Met with the senior administrative team this morning to give them an update on where we are with our new school Website that we’re building around Manila sites. Everyone liked the look (thanks, Bryan), and everyone likes the concept of having more people creating content on the site. That’s the good part. Now comes the piece that I knew I would have to tackle at some point: how do we make sure that all of this distributed content is appropriate and correct and representative of the Star School that is Hunterdon Central? The easy answer is that we put the onus of appropriate, correct and representative content on those who are creating it. But as past practice has shown, while most of what is generated for public consumption from our school is of high quality, there are moments when what we create does not reflect the highest standard. I think that’s probably true in most schools and organizations. At the moment, the senior team is very sensitive to these kinds of issues, and so the subject turned to Weblog as Website process.
First off, we decided that until we get more comfortable with this, we’re going to turn off the comments. Since we haven’t found a way to review comments before posting, this wasn’t going to happen anyway. Maybe a year or so down the road we can start experimenting with reader feedback. My superintendent wants two levels of review for posts that are made by advisers or departmental folk or whoever might be posting. Ultimately, the district public information officer would push the final “publish” button. I don’t think this is unreasonable as once we get all the sites running my guess is we’re talking about maybe a dozen posts a day (which would make me very happy.) With the notification feature in Manila, everyone in the loop could be notified automatically when a new post is queued for approval. So, in general, I can see it working. But there are all those little in between steps that I have to figure out. Who approves what? How, when, where do I train all of them? What flak will I get from adding the review process to a lot of people’s plates? Who is gonna win Iowa?
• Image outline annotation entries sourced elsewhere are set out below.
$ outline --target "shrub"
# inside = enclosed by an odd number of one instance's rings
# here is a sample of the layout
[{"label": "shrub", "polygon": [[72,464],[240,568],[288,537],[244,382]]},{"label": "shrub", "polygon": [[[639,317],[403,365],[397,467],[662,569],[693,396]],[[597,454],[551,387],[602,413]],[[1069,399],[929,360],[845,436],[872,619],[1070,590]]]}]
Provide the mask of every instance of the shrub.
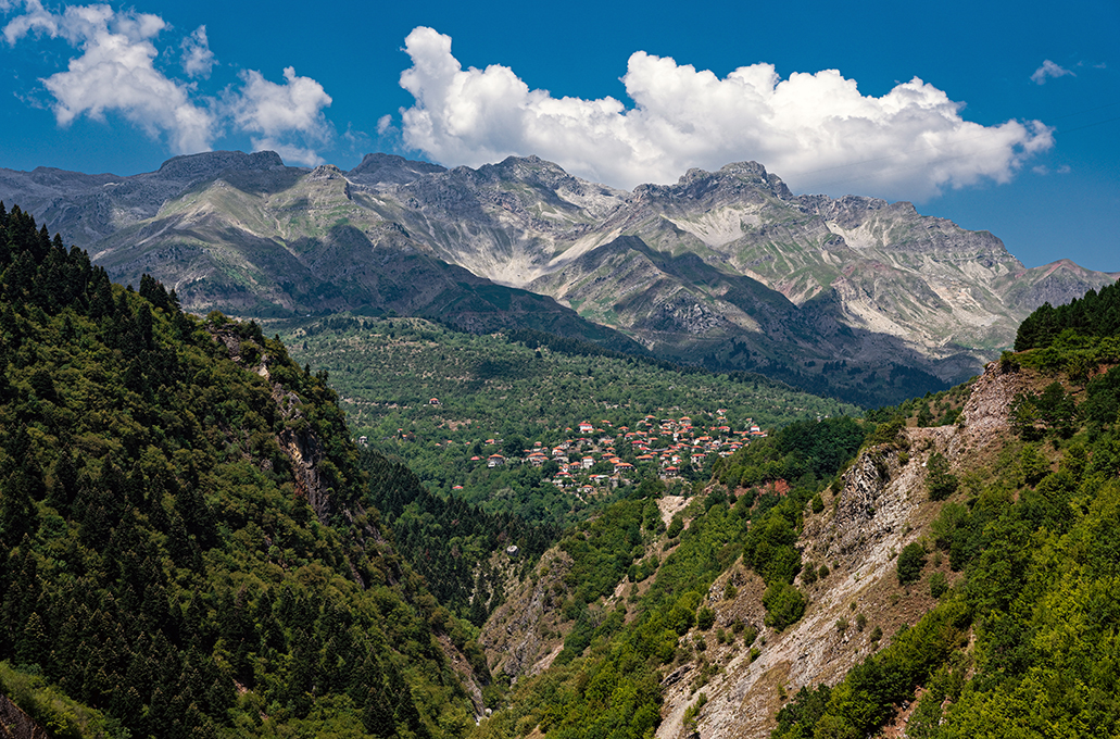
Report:
[{"label": "shrub", "polygon": [[700,612],[697,614],[697,628],[699,628],[701,632],[707,632],[712,627],[712,624],[715,623],[716,623],[716,611],[713,611],[711,608],[704,606],[703,608],[700,609]]},{"label": "shrub", "polygon": [[917,542],[907,544],[902,554],[898,555],[898,582],[909,584],[917,582],[922,577],[922,568],[925,567],[925,549]]},{"label": "shrub", "polygon": [[934,572],[930,576],[930,595],[941,598],[949,590],[949,580],[944,572]]},{"label": "shrub", "polygon": [[781,632],[797,623],[805,612],[805,596],[791,584],[778,581],[763,593],[766,608],[766,626]]},{"label": "shrub", "polygon": [[944,501],[956,492],[960,481],[956,475],[949,471],[949,460],[940,451],[935,451],[925,466],[925,486],[931,501]]}]

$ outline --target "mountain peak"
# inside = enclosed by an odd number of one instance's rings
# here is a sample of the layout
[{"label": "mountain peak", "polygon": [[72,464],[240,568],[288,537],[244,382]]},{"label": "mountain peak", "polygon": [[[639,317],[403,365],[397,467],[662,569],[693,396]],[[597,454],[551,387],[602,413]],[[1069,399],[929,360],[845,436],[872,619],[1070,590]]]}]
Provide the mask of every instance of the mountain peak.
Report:
[{"label": "mountain peak", "polygon": [[351,179],[366,184],[391,183],[407,185],[424,175],[447,171],[445,167],[428,161],[416,161],[383,152],[367,153],[354,169],[346,172]]},{"label": "mountain peak", "polygon": [[165,161],[159,174],[172,179],[203,179],[214,177],[227,169],[249,171],[283,167],[283,160],[274,151],[204,151],[195,155],[172,157]]}]

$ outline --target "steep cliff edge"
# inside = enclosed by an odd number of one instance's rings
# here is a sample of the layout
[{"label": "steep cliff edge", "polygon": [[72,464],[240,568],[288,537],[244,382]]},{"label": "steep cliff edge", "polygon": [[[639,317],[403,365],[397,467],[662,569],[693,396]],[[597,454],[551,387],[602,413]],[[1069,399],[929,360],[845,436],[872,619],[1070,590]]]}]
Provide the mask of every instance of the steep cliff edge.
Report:
[{"label": "steep cliff edge", "polygon": [[[707,694],[696,724],[701,737],[768,737],[777,710],[800,687],[836,684],[936,604],[925,580],[902,586],[896,574],[898,553],[912,542],[931,541],[930,524],[943,505],[930,501],[926,465],[935,452],[959,474],[990,460],[1008,438],[1011,400],[1023,386],[1020,375],[1001,373],[992,363],[973,384],[956,425],[904,428],[893,442],[866,449],[856,459],[840,490],[825,498],[824,513],[806,516],[803,560],[824,564],[829,574],[806,582],[803,570],[797,584],[810,604],[792,627],[775,633],[762,626],[757,576],[732,569],[712,586],[709,605],[716,625],[728,628],[746,618],[759,630],[759,646],[752,660],[750,652],[734,643],[709,644],[706,660],[720,672],[701,689]],[[934,562],[934,571],[950,583],[960,579],[941,558],[935,555]],[[737,599],[721,600],[729,579],[757,582],[740,587]],[[689,665],[668,687],[659,737],[688,736],[683,718],[698,698],[690,682],[699,668]]]}]

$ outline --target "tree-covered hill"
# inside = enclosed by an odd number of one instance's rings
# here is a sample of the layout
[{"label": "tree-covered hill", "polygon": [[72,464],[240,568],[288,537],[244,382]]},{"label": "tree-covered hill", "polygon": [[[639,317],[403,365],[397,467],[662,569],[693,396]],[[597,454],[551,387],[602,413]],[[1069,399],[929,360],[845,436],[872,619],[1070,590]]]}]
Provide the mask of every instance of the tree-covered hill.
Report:
[{"label": "tree-covered hill", "polygon": [[255,324],[0,207],[0,431],[3,684],[54,736],[474,724],[469,627],[393,549],[325,377]]}]

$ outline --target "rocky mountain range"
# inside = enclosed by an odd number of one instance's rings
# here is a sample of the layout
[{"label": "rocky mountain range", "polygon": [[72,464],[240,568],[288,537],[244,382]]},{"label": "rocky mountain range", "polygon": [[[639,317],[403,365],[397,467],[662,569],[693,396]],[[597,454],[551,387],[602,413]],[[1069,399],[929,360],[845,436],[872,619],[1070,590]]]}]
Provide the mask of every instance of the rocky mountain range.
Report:
[{"label": "rocky mountain range", "polygon": [[528,326],[865,404],[976,374],[1034,308],[1118,277],[1027,269],[988,232],[909,203],[797,196],[755,162],[627,193],[535,157],[446,169],[374,153],[344,172],[209,152],[133,177],[0,170],[0,199],[194,311]]}]

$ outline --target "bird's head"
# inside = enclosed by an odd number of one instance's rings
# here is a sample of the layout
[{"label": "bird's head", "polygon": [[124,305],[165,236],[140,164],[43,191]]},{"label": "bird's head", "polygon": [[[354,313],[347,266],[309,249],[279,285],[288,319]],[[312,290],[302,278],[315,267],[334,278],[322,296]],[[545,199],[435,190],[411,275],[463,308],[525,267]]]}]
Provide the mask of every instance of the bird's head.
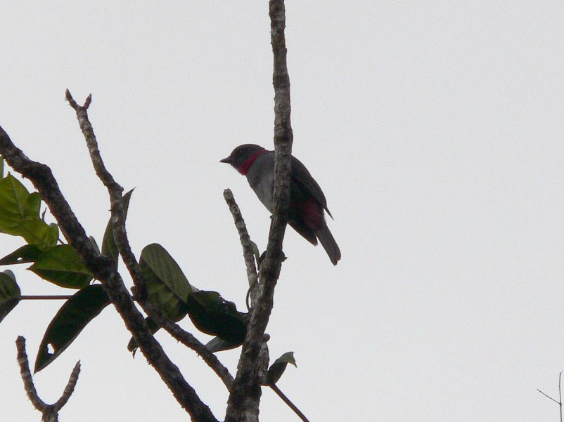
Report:
[{"label": "bird's head", "polygon": [[231,164],[242,175],[246,176],[252,161],[265,150],[260,145],[255,144],[239,145],[231,152],[229,157],[219,160],[219,162]]}]

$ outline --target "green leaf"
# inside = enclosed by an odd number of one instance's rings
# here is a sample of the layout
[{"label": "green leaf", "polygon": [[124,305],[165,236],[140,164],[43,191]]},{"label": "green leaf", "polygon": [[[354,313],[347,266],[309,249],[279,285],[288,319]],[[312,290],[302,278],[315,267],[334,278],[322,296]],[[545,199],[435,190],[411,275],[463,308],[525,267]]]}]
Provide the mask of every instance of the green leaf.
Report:
[{"label": "green leaf", "polygon": [[268,372],[267,372],[267,385],[276,384],[278,382],[278,380],[280,379],[280,377],[282,376],[284,371],[286,371],[288,364],[292,364],[297,367],[294,359],[293,352],[286,352],[270,366]]},{"label": "green leaf", "polygon": [[[127,210],[129,208],[129,199],[132,197],[133,189],[123,195],[122,198],[122,206],[123,206],[123,212],[125,216],[127,216]],[[112,224],[112,218],[110,217],[110,220],[108,222],[108,225],[105,227],[105,232],[104,232],[104,238],[102,240],[102,255],[105,255],[108,258],[111,258],[114,262],[117,262],[117,256],[119,251],[117,246],[115,244],[115,239],[114,239],[113,224]]]},{"label": "green leaf", "polygon": [[47,224],[34,218],[22,220],[19,231],[27,243],[37,245],[44,251],[57,244],[59,237],[59,228],[56,224]]},{"label": "green leaf", "polygon": [[188,295],[186,305],[188,315],[198,330],[232,343],[243,343],[247,326],[244,314],[237,311],[235,303],[217,291],[200,291]]},{"label": "green leaf", "polygon": [[101,284],[86,286],[65,302],[45,331],[34,371],[41,371],[55,360],[109,303],[110,298]]},{"label": "green leaf", "polygon": [[216,352],[234,349],[239,347],[241,344],[239,342],[227,341],[219,337],[214,337],[207,342],[205,347],[212,353],[215,353]]},{"label": "green leaf", "polygon": [[13,272],[0,272],[0,322],[21,300],[21,291]]},{"label": "green leaf", "polygon": [[165,248],[153,243],[141,251],[139,267],[151,302],[171,319],[181,319],[187,312],[185,301],[193,289],[177,261]]},{"label": "green leaf", "polygon": [[20,235],[20,223],[25,217],[25,210],[32,206],[28,204],[26,208],[29,197],[25,186],[11,174],[0,180],[0,230]]},{"label": "green leaf", "polygon": [[32,263],[43,253],[39,246],[27,244],[0,259],[0,265]]},{"label": "green leaf", "polygon": [[76,251],[68,244],[47,249],[28,270],[48,282],[68,289],[82,289],[92,279],[92,275]]}]

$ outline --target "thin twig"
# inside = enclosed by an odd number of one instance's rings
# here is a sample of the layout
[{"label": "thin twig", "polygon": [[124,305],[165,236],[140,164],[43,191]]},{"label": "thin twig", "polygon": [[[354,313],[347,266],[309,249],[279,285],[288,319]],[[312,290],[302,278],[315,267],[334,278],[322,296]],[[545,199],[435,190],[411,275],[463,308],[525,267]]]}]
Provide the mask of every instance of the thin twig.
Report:
[{"label": "thin twig", "polygon": [[80,129],[84,136],[90,159],[96,175],[108,189],[110,194],[110,210],[112,223],[114,232],[114,239],[117,250],[132,277],[137,292],[142,299],[148,297],[147,286],[145,284],[143,274],[139,268],[135,256],[132,251],[129,242],[127,239],[127,231],[125,228],[125,211],[123,209],[123,187],[114,180],[113,176],[105,168],[100,150],[98,147],[98,140],[94,134],[94,129],[88,118],[88,107],[92,100],[92,94],[86,98],[83,106],[77,104],[72,98],[68,89],[65,91],[67,100],[70,106],[77,112]]},{"label": "thin twig", "polygon": [[553,399],[553,398],[552,398],[551,396],[549,396],[549,395],[548,394],[546,394],[546,393],[544,393],[544,392],[543,392],[543,391],[541,391],[541,390],[539,390],[538,388],[537,389],[537,391],[538,391],[539,393],[541,393],[542,395],[544,395],[544,397],[549,398],[551,400],[552,400],[553,402],[554,402],[555,403],[556,403],[556,404],[560,404],[560,402],[558,402],[558,400],[556,400],[556,399]]},{"label": "thin twig", "polygon": [[25,352],[25,338],[19,336],[15,341],[15,347],[18,349],[18,364],[20,365],[20,374],[22,376],[25,393],[33,407],[42,413],[49,405],[39,398],[33,383],[32,373],[30,371],[30,361]]},{"label": "thin twig", "polygon": [[[87,109],[91,101],[91,95],[89,95],[82,106],[77,104],[68,89],[66,90],[66,98],[70,106],[77,113],[79,125],[84,136],[96,173],[108,188],[110,197],[112,223],[115,244],[135,284],[139,300],[141,302],[143,302],[148,297],[148,294],[139,263],[131,250],[127,239],[127,233],[125,230],[125,213],[122,204],[123,188],[114,180],[112,175],[105,169],[98,148],[98,141],[96,140],[94,128],[88,118]],[[59,223],[60,224],[60,222]],[[115,270],[116,264],[113,261],[112,263],[113,269],[117,273]],[[121,285],[119,288],[120,289],[122,287],[124,289],[121,277],[120,282]],[[111,290],[107,288],[106,290],[110,300],[112,300]],[[112,300],[112,303],[117,308],[118,303],[115,300]],[[133,307],[134,309],[134,311],[131,310],[131,312],[132,315],[134,314],[134,319],[135,320],[135,324],[132,324],[131,320],[124,318],[126,326],[133,334],[143,354],[155,368],[162,380],[170,388],[178,402],[190,414],[193,419],[196,421],[216,421],[217,419],[213,416],[210,408],[202,402],[192,386],[184,379],[178,367],[167,356],[160,344],[148,329],[145,319],[135,308],[133,301],[129,297],[129,295],[127,298],[127,305],[128,308]],[[141,318],[141,321],[138,318]],[[133,327],[137,324],[139,324],[141,327]]]},{"label": "thin twig", "polygon": [[257,286],[257,283],[258,282],[257,267],[255,265],[255,251],[253,251],[253,245],[255,244],[250,239],[249,232],[247,231],[247,225],[243,218],[243,214],[239,206],[235,202],[235,197],[233,196],[231,190],[230,189],[224,190],[223,197],[225,199],[225,202],[227,203],[229,211],[233,216],[235,227],[237,228],[241,246],[243,246],[243,256],[245,258],[245,265],[247,267],[247,279],[249,282],[249,290],[245,298],[245,303],[247,309],[250,310],[249,297],[250,297],[251,303],[256,301],[257,289],[255,287]]},{"label": "thin twig", "polygon": [[558,374],[558,397],[560,400],[558,403],[560,407],[560,422],[562,422],[562,371]]},{"label": "thin twig", "polygon": [[56,301],[56,300],[66,300],[72,298],[72,295],[35,295],[35,296],[21,296],[20,299],[22,301]]},{"label": "thin twig", "polygon": [[298,417],[300,419],[302,419],[302,421],[303,421],[304,422],[309,422],[309,420],[307,418],[305,417],[305,415],[304,414],[302,414],[302,411],[297,407],[295,407],[295,404],[294,404],[291,402],[291,400],[290,399],[288,399],[286,396],[286,395],[280,390],[280,388],[276,387],[276,384],[270,384],[269,385],[269,387],[272,388],[272,390],[274,391],[274,393],[276,393],[278,395],[278,397],[281,399],[282,399],[282,400],[284,402],[284,403],[288,404],[288,406],[290,407],[290,409],[291,409],[292,410],[294,411],[295,414],[297,414],[298,416]]},{"label": "thin twig", "polygon": [[68,383],[58,400],[53,404],[47,404],[39,398],[35,385],[33,383],[33,378],[30,371],[30,362],[27,359],[27,354],[25,352],[25,338],[20,336],[15,341],[15,346],[18,349],[18,363],[20,365],[20,372],[23,380],[23,385],[25,393],[34,407],[41,412],[43,415],[42,421],[44,422],[56,422],[58,420],[58,412],[63,407],[67,404],[75,387],[78,381],[78,376],[80,374],[80,361],[77,362],[72,369],[72,372],[69,377]]}]

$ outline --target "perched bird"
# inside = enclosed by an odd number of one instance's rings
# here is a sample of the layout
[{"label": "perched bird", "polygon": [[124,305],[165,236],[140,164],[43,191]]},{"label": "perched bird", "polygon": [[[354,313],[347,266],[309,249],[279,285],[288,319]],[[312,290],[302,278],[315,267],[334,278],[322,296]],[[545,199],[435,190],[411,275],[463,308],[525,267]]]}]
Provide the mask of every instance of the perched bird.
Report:
[{"label": "perched bird", "polygon": [[[274,152],[254,144],[235,148],[229,157],[220,160],[247,176],[249,185],[260,202],[271,213],[274,194]],[[290,209],[288,223],[314,245],[317,239],[334,265],[341,251],[325,222],[323,210],[331,216],[321,188],[302,162],[292,157],[290,181]]]}]

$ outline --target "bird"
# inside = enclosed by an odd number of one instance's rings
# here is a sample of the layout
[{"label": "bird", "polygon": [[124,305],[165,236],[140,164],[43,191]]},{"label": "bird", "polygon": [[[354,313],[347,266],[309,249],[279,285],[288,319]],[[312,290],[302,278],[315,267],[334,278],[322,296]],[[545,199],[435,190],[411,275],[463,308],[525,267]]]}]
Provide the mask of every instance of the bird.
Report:
[{"label": "bird", "polygon": [[[274,206],[274,151],[255,144],[236,147],[222,160],[247,177],[259,199],[271,213]],[[290,178],[290,208],[288,223],[314,245],[319,239],[334,265],[341,258],[341,251],[327,227],[325,213],[333,218],[327,200],[307,169],[292,156]]]}]

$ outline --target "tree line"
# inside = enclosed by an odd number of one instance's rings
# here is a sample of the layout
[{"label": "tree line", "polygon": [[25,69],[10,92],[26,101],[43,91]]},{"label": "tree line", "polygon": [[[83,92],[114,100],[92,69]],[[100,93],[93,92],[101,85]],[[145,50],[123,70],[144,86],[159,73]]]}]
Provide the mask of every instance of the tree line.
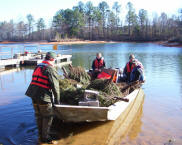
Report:
[{"label": "tree line", "polygon": [[0,41],[61,41],[67,39],[182,42],[182,9],[179,15],[169,17],[166,13],[153,18],[147,10],[137,13],[131,2],[127,14],[121,17],[121,5],[114,2],[109,7],[103,1],[94,6],[91,1],[79,2],[72,9],[60,9],[46,27],[43,18],[34,20],[28,14],[27,21],[0,22]]}]

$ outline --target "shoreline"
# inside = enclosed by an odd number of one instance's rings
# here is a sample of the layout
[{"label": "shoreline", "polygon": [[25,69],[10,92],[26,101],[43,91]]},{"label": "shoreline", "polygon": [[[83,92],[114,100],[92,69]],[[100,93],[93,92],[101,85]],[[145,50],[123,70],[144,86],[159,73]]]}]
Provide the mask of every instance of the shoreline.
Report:
[{"label": "shoreline", "polygon": [[27,41],[27,42],[13,42],[13,41],[2,41],[0,44],[42,44],[42,45],[73,45],[73,44],[104,44],[104,43],[154,43],[166,47],[180,47],[182,44],[178,42],[169,43],[167,41],[148,41],[148,42],[138,42],[138,41],[100,41],[100,40],[65,40],[59,42],[47,42],[47,41]]},{"label": "shoreline", "polygon": [[27,42],[13,42],[2,41],[0,44],[58,44],[58,45],[72,45],[72,44],[100,44],[100,43],[120,43],[120,41],[90,41],[90,40],[74,40],[74,41],[59,41],[59,42],[47,42],[47,41],[27,41]]}]

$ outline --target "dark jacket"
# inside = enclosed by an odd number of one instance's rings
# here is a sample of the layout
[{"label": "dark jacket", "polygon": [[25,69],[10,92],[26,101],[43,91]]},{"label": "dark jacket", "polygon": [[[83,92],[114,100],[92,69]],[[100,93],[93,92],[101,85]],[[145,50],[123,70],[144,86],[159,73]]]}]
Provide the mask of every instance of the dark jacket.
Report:
[{"label": "dark jacket", "polygon": [[[101,61],[103,61],[102,66],[96,66],[96,65],[95,65],[95,61],[98,61],[98,63],[100,63]],[[106,64],[105,64],[105,61],[104,61],[103,58],[100,58],[100,59],[96,58],[96,59],[94,59],[94,61],[92,62],[92,69],[93,69],[93,70],[95,70],[96,68],[102,69],[102,68],[104,68],[104,67],[106,67]]]},{"label": "dark jacket", "polygon": [[56,69],[51,65],[48,65],[42,73],[48,77],[51,89],[30,84],[25,95],[31,97],[33,100],[51,103],[53,92],[54,103],[57,104],[60,101],[59,75]]},{"label": "dark jacket", "polygon": [[143,70],[140,66],[136,66],[135,68],[133,68],[130,74],[130,82],[134,82],[137,80],[144,81]]},{"label": "dark jacket", "polygon": [[[131,63],[131,62],[128,62],[128,63],[129,63],[129,67],[131,68],[132,63]],[[128,64],[128,63],[127,63],[127,64]],[[127,64],[126,64],[126,66],[125,66],[125,68],[124,68],[123,76],[126,78],[126,81],[130,81],[130,74],[131,74],[131,72],[128,72],[128,71],[127,71]]]}]

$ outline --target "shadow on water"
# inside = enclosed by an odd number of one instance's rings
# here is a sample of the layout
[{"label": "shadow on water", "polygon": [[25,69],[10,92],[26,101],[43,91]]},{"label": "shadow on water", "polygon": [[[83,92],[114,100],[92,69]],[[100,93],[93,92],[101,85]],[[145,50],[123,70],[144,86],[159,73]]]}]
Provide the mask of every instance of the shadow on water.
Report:
[{"label": "shadow on water", "polygon": [[0,144],[37,144],[38,131],[30,100],[26,97],[0,106]]},{"label": "shadow on water", "polygon": [[134,104],[116,120],[107,122],[85,122],[85,123],[63,123],[57,122],[58,142],[63,145],[119,145],[124,136],[136,122],[140,122],[131,135],[137,136],[141,130],[141,117],[143,113],[143,102]]}]

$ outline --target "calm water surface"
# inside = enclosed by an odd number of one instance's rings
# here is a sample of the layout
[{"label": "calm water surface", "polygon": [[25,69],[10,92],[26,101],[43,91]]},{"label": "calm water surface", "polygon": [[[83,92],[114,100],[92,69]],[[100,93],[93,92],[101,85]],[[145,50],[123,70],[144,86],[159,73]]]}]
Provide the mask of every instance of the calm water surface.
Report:
[{"label": "calm water surface", "polygon": [[[44,50],[50,49],[50,45],[44,46]],[[182,144],[182,48],[112,43],[69,45],[60,49],[72,49],[73,65],[86,69],[91,68],[96,52],[102,52],[106,66],[113,68],[124,67],[128,55],[134,53],[145,67],[144,104],[125,136],[118,129],[112,138],[120,145],[163,145],[169,140],[175,145]],[[0,144],[37,143],[34,110],[31,99],[24,95],[32,71],[21,68],[0,74]],[[64,124],[60,144],[104,144],[111,126],[113,122]]]}]

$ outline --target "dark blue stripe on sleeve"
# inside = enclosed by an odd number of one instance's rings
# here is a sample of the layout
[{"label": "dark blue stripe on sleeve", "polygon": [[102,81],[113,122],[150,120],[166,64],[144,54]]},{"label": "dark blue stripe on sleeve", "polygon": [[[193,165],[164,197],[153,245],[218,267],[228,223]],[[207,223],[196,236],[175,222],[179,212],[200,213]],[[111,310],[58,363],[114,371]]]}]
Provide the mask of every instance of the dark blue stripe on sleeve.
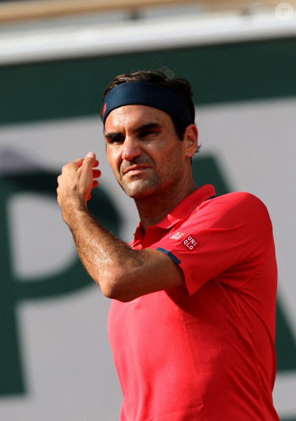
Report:
[{"label": "dark blue stripe on sleeve", "polygon": [[165,248],[162,248],[162,247],[157,247],[156,250],[159,250],[160,251],[162,251],[165,254],[167,254],[167,255],[171,259],[175,262],[175,263],[177,263],[177,265],[180,265],[181,263],[181,260],[179,260],[178,258],[176,258],[176,256],[174,255],[172,253],[171,253],[170,251],[169,251],[168,250],[165,250]]}]

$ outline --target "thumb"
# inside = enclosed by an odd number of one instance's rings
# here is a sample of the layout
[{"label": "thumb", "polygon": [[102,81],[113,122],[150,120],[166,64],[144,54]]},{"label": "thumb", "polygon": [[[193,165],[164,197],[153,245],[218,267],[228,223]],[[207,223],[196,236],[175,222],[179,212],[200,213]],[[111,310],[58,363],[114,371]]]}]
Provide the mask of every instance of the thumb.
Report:
[{"label": "thumb", "polygon": [[98,165],[98,161],[96,159],[95,154],[94,152],[88,152],[83,161],[83,166],[93,168]]},{"label": "thumb", "polygon": [[95,159],[95,154],[94,152],[88,152],[86,158],[92,158]]}]

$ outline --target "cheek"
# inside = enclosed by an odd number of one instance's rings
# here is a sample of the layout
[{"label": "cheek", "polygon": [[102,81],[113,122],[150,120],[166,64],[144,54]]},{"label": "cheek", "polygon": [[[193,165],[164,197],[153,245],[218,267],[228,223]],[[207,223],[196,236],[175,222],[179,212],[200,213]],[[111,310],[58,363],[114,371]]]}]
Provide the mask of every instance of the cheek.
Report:
[{"label": "cheek", "polygon": [[118,153],[115,153],[114,151],[107,150],[107,159],[110,166],[114,172],[117,172],[120,165],[120,156]]}]

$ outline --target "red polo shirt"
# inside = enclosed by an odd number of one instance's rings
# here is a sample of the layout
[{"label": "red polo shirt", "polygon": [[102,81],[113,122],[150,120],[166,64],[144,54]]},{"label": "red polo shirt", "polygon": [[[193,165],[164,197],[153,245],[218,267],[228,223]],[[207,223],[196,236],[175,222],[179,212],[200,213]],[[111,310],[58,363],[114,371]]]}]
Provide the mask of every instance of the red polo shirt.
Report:
[{"label": "red polo shirt", "polygon": [[[264,204],[205,185],[132,247],[165,253],[186,288],[113,300],[120,421],[274,421],[277,266]],[[168,274],[169,276],[169,274]]]}]

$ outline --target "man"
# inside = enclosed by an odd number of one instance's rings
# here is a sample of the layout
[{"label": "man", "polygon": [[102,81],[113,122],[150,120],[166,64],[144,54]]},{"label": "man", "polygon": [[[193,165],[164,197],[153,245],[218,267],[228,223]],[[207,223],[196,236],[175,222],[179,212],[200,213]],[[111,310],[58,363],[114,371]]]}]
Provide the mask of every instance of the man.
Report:
[{"label": "man", "polygon": [[63,168],[58,200],[83,264],[113,299],[120,421],[278,420],[277,266],[265,206],[248,193],[198,188],[187,81],[118,76],[102,116],[108,160],[138,211],[134,240],[116,238],[87,210],[100,175],[93,153]]}]

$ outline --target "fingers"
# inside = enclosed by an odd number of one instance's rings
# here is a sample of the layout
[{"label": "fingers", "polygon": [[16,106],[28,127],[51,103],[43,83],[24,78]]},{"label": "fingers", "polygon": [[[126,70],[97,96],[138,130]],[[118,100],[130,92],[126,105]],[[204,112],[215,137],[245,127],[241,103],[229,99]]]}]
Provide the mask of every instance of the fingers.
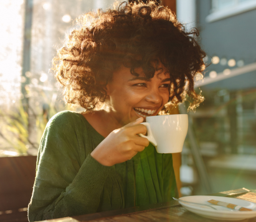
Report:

I’m almost glad I’ve gotten to this step. It really has been the last kind of murky piece in the picture. I’ve got a pretty detailed process to write of how we get from idea to publish. Hopefully, when I’m done, we’ll really be ready to see if this works.
Thanks for blogging this. I’ve been watching and waiting to see how this will come together–who will approve the posts and how!
When I was the Web Director for the City of Austin we faced this issue of responsibility for content qulaity. The City Manager was reluctant to competely decentralize the authority. We reminded him that the department and division managers already had full authority over flyers, mailings an other means of direct contact with the public. Based on this fact, we ended up fully distributing content authority for the web. I am no longer with the City of Austin, but while i was there, we had a few problems, some serious. In my opinion though, those probems stemmed from a lack of understanding of the Web on the managers’ part resulting in them further delegating that authority without proper oversight in their own area.
This problem, I think, is related to the perception of web visitors as invisible – the phone’s not ringing – complaints are going to a “techie webmaster” – there’s no line of customers at the door. I think if managers are provided with meaningful (Tufte-like) data on visitors, they will be far more likely to attend to their content. Eager to see how this transpires.